In the image below, the two faces don’t look alike, but the left image has been modified so that the machine-learning system thinks it is the same as the image on the right. This example provides insight into how adversaries can fool machine-learning systems by exploiting quirks.


When Rubinstein’s software fools a system with a mimicry attack, security personnel can then take that information and retrain their program to establish more effective security when the stakes are higher.

Minimizing the Attacker’s Advantage

While Rubinstein’s software will help to secure machine-learning systems against adversarial attacks, he has no illusions about the natural advantages that attackers enjoy. It will always be easier to attack a castle than to defend it, and the same holds true for a machine-learning system. This is called the ‘asymmetry of cyberwarfare.’

“The attacker can come in from any angle. It only needs to succeed at one point, but the defender needs to succeed at all points,” says Rubinstein.

In general, Rubinstein worries that the tools available to test machine-learning systems are theoretical in nature, and put too much responsibility on the security personnel to understand the complex math involved.
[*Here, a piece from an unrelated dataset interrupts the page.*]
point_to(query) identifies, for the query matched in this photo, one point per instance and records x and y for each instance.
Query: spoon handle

A researcher might redo the mathematical analysis for every new learning system, but security personnel are unlikely to have the time or resources to keep up.

Rubinstein aims to “bring what’s out there in theory and make it more applied and more practical and easy for anyone who’s using machine learning in a system to evaluate the security of their system.”

With his software, Rubinstein intends to help level the playing field between attackers and defenders. By giving security agencies better tools to test and adapt their machine-learning systems, he hopes to improve the ability of security personnel to anticipate and guard against cyberattacks.

This article is part of a Future of Life series on the AI safety research grants, which were funded by generous donations from Elon Musk and the Open Philanthropy Project.